I think the biggest advantage is a lot less jank, because the potentially
slow IO of traversing through the directory occurs asynchronously/in a
worker, rather than on the browser's main thread.

On Thu, Nov 17, 2011 at 12:28, Glenn Maynard <glenn at zewt.org> wrote:

>
> So much effort has been made to move towards fully asynchronous UI that
>
>> making this synchronous would be a major loss, and this also leads very
> nicely towards a read-write interface.
>

Can you give an example of how you envision the write portion working?

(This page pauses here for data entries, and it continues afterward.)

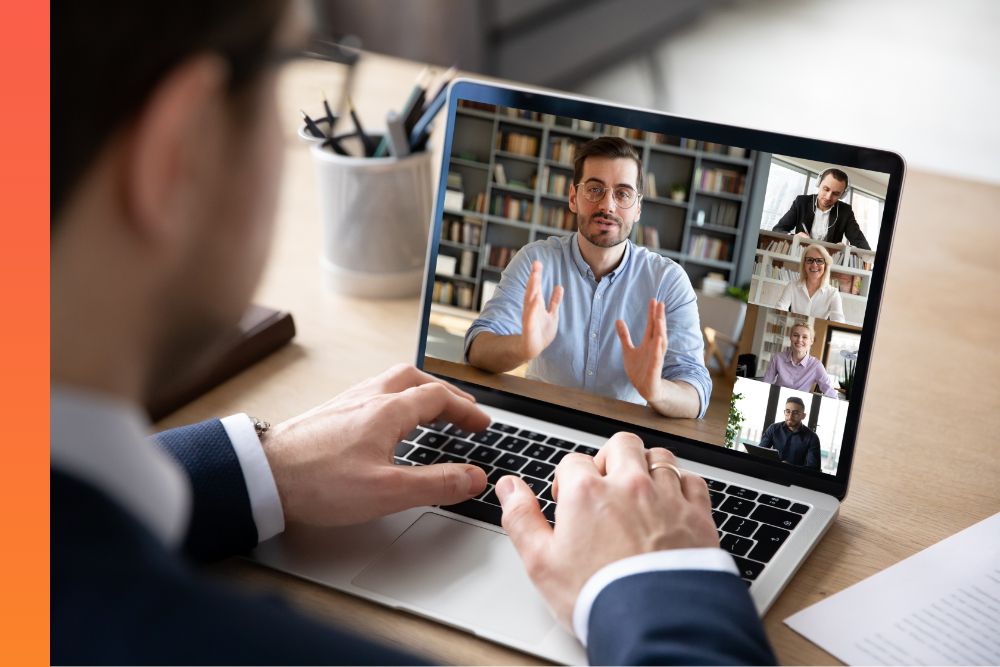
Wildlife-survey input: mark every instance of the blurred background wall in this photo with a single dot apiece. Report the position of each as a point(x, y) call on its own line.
point(921, 77)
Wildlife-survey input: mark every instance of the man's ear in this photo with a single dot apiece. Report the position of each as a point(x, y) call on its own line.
point(167, 144)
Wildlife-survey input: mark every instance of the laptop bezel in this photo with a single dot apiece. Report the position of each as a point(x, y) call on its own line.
point(599, 111)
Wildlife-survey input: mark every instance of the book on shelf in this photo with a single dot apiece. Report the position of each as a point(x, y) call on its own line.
point(499, 175)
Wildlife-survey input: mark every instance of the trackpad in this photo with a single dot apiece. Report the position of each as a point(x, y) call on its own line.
point(460, 574)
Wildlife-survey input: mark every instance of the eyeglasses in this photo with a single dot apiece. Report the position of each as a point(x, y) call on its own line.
point(624, 196)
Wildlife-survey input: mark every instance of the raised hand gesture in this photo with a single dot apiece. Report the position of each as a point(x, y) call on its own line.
point(539, 323)
point(644, 363)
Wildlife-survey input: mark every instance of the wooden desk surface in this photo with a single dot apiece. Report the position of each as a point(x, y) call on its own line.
point(926, 464)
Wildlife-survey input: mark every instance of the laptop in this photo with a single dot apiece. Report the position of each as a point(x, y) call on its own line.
point(712, 198)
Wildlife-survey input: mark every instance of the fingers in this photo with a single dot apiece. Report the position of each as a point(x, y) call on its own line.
point(556, 299)
point(428, 402)
point(523, 520)
point(438, 484)
point(623, 335)
point(622, 453)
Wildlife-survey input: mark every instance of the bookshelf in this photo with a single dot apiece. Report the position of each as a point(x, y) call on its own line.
point(778, 257)
point(510, 173)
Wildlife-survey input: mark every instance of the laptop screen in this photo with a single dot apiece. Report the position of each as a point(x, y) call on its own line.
point(657, 273)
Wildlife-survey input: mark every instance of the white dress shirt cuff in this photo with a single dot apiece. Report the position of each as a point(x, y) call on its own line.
point(264, 501)
point(711, 559)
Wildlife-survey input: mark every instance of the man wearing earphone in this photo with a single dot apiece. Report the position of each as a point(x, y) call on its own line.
point(823, 216)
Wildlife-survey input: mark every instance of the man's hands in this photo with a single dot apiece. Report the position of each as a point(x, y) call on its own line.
point(538, 323)
point(334, 464)
point(644, 364)
point(609, 507)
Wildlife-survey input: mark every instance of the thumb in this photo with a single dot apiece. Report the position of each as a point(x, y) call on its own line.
point(523, 519)
point(437, 484)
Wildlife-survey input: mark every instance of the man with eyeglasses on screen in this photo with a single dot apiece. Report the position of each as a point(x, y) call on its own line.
point(602, 289)
point(796, 443)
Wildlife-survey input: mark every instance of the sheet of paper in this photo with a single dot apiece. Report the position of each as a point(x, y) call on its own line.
point(938, 607)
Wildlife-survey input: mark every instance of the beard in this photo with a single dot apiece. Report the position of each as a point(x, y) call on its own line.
point(603, 237)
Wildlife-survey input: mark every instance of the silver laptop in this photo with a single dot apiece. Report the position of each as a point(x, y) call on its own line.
point(727, 205)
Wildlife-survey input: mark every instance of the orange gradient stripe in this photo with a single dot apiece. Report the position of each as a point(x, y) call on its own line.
point(24, 336)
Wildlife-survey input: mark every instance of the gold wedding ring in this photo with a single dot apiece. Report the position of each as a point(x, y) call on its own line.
point(669, 466)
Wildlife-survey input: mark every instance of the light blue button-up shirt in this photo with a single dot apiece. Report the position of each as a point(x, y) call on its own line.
point(586, 353)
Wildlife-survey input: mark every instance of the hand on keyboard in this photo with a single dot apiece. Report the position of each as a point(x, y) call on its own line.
point(609, 507)
point(334, 465)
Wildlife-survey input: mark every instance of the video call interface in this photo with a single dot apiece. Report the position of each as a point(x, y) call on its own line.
point(717, 295)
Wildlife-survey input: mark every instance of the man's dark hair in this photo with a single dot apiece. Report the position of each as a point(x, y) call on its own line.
point(797, 401)
point(837, 174)
point(108, 56)
point(609, 147)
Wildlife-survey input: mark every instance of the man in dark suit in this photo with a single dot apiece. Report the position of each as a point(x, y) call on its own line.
point(796, 443)
point(163, 189)
point(823, 216)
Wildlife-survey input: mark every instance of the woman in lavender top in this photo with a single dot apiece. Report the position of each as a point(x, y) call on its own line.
point(795, 368)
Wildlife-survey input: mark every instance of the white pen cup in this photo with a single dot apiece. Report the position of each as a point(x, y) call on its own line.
point(376, 218)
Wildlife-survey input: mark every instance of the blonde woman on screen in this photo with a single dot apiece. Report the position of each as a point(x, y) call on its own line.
point(811, 294)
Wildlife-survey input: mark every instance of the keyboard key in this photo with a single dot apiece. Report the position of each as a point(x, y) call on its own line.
point(714, 484)
point(738, 546)
point(775, 517)
point(540, 470)
point(457, 432)
point(484, 454)
point(748, 568)
point(540, 452)
point(476, 509)
point(774, 501)
point(511, 462)
point(559, 442)
point(536, 485)
point(430, 439)
point(740, 526)
point(486, 437)
point(740, 492)
point(505, 428)
point(422, 455)
point(768, 539)
point(512, 444)
point(460, 447)
point(738, 506)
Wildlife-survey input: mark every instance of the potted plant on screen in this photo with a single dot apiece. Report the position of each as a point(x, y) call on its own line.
point(735, 422)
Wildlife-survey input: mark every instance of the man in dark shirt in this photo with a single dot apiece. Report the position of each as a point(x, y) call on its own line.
point(795, 442)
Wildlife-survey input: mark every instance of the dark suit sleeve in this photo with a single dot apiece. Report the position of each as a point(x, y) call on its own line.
point(813, 456)
point(687, 617)
point(853, 231)
point(221, 518)
point(789, 221)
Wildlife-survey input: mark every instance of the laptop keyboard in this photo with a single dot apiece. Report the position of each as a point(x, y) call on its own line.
point(752, 526)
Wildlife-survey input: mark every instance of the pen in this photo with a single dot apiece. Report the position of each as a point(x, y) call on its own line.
point(312, 127)
point(365, 139)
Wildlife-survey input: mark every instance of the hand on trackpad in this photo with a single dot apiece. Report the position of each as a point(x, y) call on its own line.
point(453, 570)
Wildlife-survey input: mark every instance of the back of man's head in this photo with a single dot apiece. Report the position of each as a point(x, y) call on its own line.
point(108, 57)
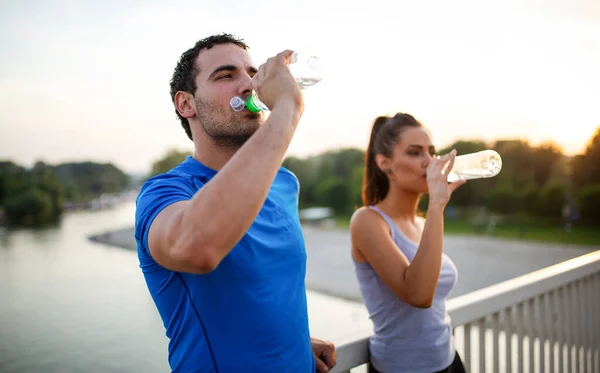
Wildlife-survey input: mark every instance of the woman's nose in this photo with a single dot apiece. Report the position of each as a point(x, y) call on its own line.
point(245, 84)
point(427, 160)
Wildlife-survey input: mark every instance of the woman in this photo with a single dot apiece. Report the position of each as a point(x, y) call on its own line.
point(403, 274)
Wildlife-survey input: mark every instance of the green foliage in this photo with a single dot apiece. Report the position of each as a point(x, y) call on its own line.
point(503, 199)
point(551, 200)
point(37, 196)
point(30, 208)
point(586, 167)
point(332, 179)
point(87, 180)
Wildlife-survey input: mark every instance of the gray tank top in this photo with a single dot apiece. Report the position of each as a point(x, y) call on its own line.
point(407, 339)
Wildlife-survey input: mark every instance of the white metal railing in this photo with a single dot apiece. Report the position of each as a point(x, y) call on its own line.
point(551, 318)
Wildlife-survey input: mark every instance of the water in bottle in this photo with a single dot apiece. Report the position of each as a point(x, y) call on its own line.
point(483, 164)
point(306, 70)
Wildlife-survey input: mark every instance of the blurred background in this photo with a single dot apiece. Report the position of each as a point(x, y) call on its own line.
point(86, 118)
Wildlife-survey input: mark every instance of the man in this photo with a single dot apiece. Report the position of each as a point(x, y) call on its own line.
point(219, 240)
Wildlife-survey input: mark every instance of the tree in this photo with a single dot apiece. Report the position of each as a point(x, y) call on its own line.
point(168, 161)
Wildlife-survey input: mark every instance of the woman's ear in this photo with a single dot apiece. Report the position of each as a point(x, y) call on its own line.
point(185, 104)
point(384, 163)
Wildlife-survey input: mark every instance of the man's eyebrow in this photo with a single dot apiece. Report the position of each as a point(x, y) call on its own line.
point(223, 68)
point(252, 70)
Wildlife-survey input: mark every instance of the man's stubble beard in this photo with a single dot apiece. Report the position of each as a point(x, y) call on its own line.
point(227, 129)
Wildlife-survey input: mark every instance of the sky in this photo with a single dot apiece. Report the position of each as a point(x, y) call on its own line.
point(89, 80)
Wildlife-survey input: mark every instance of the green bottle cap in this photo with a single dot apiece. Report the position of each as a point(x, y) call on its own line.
point(254, 105)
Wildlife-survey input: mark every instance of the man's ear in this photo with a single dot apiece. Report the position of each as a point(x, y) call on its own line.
point(185, 104)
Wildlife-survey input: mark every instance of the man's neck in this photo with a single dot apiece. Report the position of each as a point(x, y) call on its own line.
point(212, 155)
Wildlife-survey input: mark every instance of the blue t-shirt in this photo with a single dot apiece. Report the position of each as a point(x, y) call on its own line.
point(250, 313)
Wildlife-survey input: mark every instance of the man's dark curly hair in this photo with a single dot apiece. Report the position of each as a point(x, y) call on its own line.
point(186, 70)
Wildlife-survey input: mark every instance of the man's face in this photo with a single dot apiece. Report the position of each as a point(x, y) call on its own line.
point(225, 71)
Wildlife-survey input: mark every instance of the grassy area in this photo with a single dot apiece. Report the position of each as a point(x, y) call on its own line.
point(525, 229)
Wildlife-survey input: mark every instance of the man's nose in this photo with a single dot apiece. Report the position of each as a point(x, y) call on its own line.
point(428, 158)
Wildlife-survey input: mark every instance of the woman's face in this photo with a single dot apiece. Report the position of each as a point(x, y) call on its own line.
point(410, 158)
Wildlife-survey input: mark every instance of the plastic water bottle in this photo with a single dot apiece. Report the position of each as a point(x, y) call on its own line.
point(306, 70)
point(483, 164)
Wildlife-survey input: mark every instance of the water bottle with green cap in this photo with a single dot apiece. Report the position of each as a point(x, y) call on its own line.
point(306, 70)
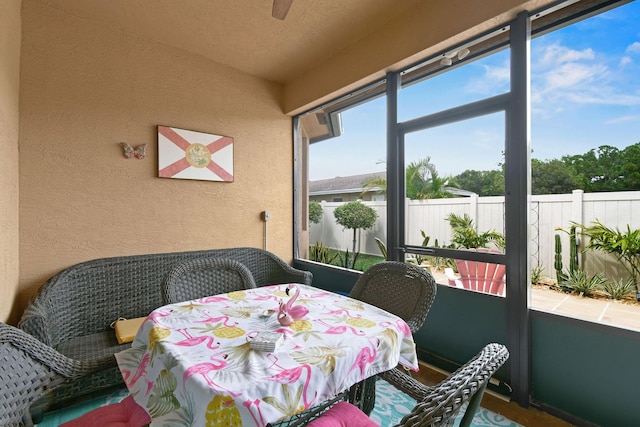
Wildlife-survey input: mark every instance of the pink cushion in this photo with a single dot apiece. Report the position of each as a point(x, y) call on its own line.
point(124, 414)
point(343, 414)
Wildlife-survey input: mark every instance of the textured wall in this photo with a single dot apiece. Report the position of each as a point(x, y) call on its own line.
point(9, 119)
point(87, 86)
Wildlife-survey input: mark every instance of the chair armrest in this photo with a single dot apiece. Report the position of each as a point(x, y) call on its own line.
point(46, 355)
point(35, 322)
point(453, 279)
point(443, 401)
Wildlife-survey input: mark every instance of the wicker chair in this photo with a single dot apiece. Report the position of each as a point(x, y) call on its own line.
point(28, 369)
point(204, 277)
point(403, 289)
point(108, 288)
point(439, 405)
point(400, 288)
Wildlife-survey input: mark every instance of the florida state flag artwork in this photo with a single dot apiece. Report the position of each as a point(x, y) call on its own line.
point(186, 154)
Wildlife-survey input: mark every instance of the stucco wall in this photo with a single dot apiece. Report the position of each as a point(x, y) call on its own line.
point(9, 125)
point(87, 86)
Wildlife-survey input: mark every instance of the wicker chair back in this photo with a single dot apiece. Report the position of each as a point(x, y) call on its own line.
point(403, 289)
point(439, 405)
point(205, 277)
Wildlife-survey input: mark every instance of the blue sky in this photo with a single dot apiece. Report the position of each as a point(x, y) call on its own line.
point(585, 93)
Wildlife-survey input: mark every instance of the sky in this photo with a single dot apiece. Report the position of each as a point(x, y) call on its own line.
point(585, 92)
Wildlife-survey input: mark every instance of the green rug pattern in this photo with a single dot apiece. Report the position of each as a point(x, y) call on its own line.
point(391, 406)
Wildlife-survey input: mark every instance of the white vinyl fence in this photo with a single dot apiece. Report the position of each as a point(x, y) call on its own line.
point(547, 214)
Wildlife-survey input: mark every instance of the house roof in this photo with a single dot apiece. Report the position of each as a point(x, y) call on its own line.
point(343, 184)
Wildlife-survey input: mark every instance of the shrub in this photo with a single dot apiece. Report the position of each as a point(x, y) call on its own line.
point(578, 281)
point(619, 289)
point(315, 212)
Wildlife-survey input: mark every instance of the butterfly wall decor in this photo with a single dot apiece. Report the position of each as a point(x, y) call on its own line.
point(139, 152)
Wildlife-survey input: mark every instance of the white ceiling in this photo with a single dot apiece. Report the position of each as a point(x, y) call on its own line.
point(242, 33)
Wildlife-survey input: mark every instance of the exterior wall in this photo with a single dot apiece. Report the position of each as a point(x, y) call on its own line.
point(9, 125)
point(86, 87)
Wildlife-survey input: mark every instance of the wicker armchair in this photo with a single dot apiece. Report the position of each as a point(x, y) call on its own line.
point(402, 289)
point(72, 311)
point(439, 405)
point(203, 277)
point(28, 369)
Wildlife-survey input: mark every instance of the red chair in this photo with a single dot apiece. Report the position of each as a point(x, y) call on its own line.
point(479, 276)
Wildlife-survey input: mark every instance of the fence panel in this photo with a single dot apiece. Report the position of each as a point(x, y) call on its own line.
point(548, 214)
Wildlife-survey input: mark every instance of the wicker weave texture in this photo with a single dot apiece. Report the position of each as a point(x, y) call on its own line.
point(28, 369)
point(72, 311)
point(406, 290)
point(439, 405)
point(204, 277)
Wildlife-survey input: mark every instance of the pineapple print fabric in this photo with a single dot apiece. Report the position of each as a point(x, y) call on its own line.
point(191, 363)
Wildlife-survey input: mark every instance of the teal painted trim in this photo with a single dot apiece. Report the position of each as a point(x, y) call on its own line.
point(580, 368)
point(460, 323)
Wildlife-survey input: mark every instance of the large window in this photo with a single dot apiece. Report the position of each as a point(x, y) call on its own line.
point(585, 157)
point(585, 167)
point(517, 152)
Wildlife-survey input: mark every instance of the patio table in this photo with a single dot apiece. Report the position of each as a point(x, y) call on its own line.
point(191, 363)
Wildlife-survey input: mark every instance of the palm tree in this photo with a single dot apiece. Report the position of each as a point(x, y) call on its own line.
point(422, 182)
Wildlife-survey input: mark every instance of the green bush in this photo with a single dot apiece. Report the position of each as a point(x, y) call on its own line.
point(355, 215)
point(578, 281)
point(315, 212)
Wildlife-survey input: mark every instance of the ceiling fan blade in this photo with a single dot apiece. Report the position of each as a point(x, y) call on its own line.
point(280, 8)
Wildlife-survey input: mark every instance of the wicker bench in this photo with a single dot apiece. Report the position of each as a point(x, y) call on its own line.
point(72, 311)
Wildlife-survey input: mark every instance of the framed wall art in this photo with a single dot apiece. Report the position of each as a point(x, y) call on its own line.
point(187, 154)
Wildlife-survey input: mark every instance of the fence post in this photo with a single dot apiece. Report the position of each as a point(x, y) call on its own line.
point(577, 200)
point(473, 209)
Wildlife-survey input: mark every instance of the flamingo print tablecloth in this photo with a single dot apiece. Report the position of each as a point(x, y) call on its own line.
point(191, 363)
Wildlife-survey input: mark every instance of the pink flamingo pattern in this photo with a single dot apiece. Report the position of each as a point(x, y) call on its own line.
point(188, 354)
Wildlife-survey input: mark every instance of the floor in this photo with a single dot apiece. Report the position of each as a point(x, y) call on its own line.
point(606, 311)
point(530, 417)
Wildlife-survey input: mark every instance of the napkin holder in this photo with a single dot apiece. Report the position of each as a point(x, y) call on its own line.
point(266, 341)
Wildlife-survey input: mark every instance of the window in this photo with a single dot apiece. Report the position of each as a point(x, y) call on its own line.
point(585, 164)
point(464, 116)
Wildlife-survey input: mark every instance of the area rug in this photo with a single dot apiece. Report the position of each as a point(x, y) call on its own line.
point(391, 406)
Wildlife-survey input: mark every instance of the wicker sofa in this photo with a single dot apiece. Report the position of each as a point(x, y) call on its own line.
point(72, 311)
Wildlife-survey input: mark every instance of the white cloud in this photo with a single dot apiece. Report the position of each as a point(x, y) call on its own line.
point(625, 60)
point(556, 54)
point(623, 119)
point(633, 48)
point(564, 76)
point(570, 75)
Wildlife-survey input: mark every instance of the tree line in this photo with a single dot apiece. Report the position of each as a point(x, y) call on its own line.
point(605, 168)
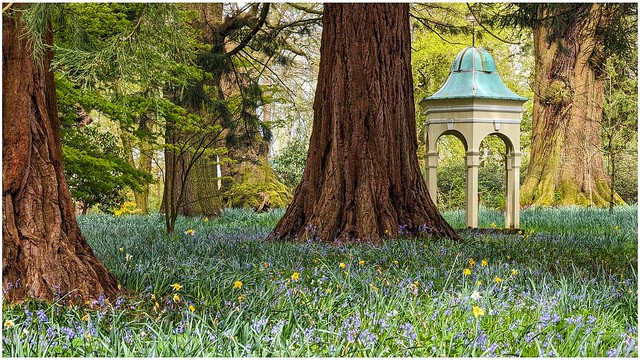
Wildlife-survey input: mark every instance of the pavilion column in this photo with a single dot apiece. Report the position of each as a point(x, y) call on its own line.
point(508, 213)
point(514, 183)
point(431, 162)
point(473, 163)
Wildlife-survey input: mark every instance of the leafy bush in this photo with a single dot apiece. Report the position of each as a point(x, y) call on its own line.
point(289, 163)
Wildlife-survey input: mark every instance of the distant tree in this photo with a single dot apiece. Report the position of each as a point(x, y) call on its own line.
point(619, 115)
point(572, 43)
point(95, 167)
point(362, 181)
point(289, 162)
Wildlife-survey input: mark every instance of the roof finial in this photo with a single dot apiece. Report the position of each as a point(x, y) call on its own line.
point(472, 20)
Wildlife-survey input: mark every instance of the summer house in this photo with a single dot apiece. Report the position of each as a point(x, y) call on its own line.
point(472, 104)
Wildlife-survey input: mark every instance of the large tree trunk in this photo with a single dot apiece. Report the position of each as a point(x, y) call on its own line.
point(43, 252)
point(361, 180)
point(566, 166)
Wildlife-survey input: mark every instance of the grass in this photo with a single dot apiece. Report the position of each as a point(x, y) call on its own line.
point(567, 287)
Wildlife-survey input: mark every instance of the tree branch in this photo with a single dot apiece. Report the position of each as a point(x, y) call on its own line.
point(254, 31)
point(487, 30)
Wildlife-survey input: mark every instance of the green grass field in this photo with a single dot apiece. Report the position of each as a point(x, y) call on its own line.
point(565, 287)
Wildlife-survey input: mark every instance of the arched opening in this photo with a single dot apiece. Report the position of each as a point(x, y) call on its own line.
point(451, 171)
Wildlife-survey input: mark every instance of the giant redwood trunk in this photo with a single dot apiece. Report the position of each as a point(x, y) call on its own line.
point(566, 166)
point(43, 252)
point(361, 180)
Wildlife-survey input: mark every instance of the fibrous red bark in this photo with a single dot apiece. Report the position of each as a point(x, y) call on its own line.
point(566, 166)
point(361, 180)
point(43, 252)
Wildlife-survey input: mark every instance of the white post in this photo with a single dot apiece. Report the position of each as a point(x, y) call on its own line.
point(515, 199)
point(473, 163)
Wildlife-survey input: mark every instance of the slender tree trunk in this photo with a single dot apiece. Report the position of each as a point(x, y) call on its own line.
point(362, 181)
point(566, 165)
point(43, 252)
point(200, 192)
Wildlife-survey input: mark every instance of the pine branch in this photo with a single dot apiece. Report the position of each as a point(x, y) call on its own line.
point(254, 31)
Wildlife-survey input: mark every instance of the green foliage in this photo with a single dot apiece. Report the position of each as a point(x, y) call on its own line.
point(568, 289)
point(290, 161)
point(95, 168)
point(620, 125)
point(251, 181)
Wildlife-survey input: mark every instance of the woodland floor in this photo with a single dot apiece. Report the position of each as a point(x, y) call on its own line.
point(567, 286)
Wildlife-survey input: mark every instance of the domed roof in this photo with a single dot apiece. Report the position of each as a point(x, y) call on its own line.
point(473, 74)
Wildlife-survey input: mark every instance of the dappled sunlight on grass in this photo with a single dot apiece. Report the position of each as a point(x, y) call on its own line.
point(215, 288)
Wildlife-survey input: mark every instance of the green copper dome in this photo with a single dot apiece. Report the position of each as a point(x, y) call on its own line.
point(474, 75)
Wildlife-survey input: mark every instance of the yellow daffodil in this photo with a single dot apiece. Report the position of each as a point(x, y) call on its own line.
point(477, 312)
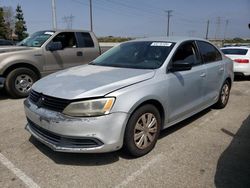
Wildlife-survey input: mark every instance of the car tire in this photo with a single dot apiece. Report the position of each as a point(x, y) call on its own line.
point(142, 130)
point(223, 96)
point(19, 81)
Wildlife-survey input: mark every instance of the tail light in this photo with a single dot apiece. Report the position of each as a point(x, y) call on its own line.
point(241, 60)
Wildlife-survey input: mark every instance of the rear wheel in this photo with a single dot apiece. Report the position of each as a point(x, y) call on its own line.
point(224, 95)
point(19, 82)
point(142, 130)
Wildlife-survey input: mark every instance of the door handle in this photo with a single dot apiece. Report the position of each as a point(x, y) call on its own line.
point(203, 75)
point(79, 53)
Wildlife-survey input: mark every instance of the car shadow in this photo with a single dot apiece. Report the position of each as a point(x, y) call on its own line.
point(233, 167)
point(98, 159)
point(3, 95)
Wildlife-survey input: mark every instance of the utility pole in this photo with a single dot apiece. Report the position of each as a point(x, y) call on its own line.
point(169, 15)
point(91, 17)
point(54, 14)
point(225, 32)
point(218, 23)
point(207, 29)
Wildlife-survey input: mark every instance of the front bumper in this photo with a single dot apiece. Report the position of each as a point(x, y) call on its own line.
point(2, 80)
point(73, 134)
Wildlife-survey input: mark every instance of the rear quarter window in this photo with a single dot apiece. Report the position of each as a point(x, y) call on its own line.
point(235, 51)
point(208, 52)
point(84, 40)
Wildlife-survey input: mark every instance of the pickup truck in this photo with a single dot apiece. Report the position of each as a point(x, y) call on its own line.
point(42, 53)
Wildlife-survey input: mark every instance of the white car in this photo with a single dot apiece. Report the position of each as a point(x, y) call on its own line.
point(241, 58)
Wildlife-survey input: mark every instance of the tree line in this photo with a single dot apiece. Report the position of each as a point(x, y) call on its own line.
point(12, 25)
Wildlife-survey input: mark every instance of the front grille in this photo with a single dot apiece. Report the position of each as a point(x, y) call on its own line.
point(52, 103)
point(63, 141)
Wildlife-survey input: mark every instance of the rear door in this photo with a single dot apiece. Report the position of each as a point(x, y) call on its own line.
point(215, 70)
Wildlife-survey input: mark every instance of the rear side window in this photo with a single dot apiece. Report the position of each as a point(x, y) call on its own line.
point(208, 52)
point(234, 51)
point(186, 53)
point(84, 40)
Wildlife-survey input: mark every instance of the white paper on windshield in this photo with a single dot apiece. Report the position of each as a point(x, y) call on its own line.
point(49, 33)
point(161, 44)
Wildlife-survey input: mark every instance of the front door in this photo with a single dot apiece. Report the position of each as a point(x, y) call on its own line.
point(185, 91)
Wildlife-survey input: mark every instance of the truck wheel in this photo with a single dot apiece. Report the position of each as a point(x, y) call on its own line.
point(19, 82)
point(142, 131)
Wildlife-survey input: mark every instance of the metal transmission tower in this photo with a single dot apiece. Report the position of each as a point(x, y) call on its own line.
point(69, 21)
point(54, 14)
point(91, 17)
point(169, 15)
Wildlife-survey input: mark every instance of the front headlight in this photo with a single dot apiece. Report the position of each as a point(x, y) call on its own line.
point(94, 107)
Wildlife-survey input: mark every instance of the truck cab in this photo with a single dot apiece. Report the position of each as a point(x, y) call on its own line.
point(42, 53)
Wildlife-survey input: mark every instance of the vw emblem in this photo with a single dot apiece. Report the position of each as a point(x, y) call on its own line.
point(40, 102)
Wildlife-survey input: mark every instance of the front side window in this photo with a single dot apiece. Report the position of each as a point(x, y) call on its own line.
point(36, 39)
point(140, 55)
point(67, 39)
point(186, 53)
point(234, 51)
point(84, 40)
point(208, 52)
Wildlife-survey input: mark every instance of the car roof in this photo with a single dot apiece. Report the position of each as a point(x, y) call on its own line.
point(236, 47)
point(175, 39)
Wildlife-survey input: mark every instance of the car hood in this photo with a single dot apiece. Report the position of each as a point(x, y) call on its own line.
point(5, 49)
point(89, 81)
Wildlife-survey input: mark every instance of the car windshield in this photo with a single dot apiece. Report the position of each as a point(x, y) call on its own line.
point(36, 39)
point(139, 55)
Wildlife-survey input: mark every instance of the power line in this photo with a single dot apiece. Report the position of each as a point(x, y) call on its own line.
point(207, 29)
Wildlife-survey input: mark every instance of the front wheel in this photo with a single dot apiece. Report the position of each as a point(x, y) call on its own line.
point(142, 130)
point(19, 82)
point(224, 95)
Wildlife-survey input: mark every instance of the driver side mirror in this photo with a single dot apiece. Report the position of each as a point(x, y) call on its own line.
point(180, 66)
point(54, 46)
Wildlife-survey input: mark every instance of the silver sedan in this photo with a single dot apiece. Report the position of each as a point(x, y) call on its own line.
point(127, 95)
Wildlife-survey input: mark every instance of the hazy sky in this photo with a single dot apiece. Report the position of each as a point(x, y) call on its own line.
point(139, 18)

>  I think there's an even bigger problem with doing traversal in advance.
>
>> You can't wait until the drag completes (eg. the mouse is released) before
>
>> performing the traversal; it needs to be complete before the first
>
>> dragstart event can be fired, to fill in DataTransfer.  Even if the
>
>> traversal is lazy, any code which triggers the traversal will force the
> user to sit there holding down the mouse button, waiting for it to
> complete.
>

That being said, the user shouldn't have to hold down their mouse though.
The files attribute isn't available until the drop event fires anyway.
However, this is why the items attribute (which is available in
dragenter/dragover events as well) was added; some authors wanted to be
able to use the file's MIME type to determine how to handle the drag. I
guess directory support there would almost certainly be out of question.

Daniel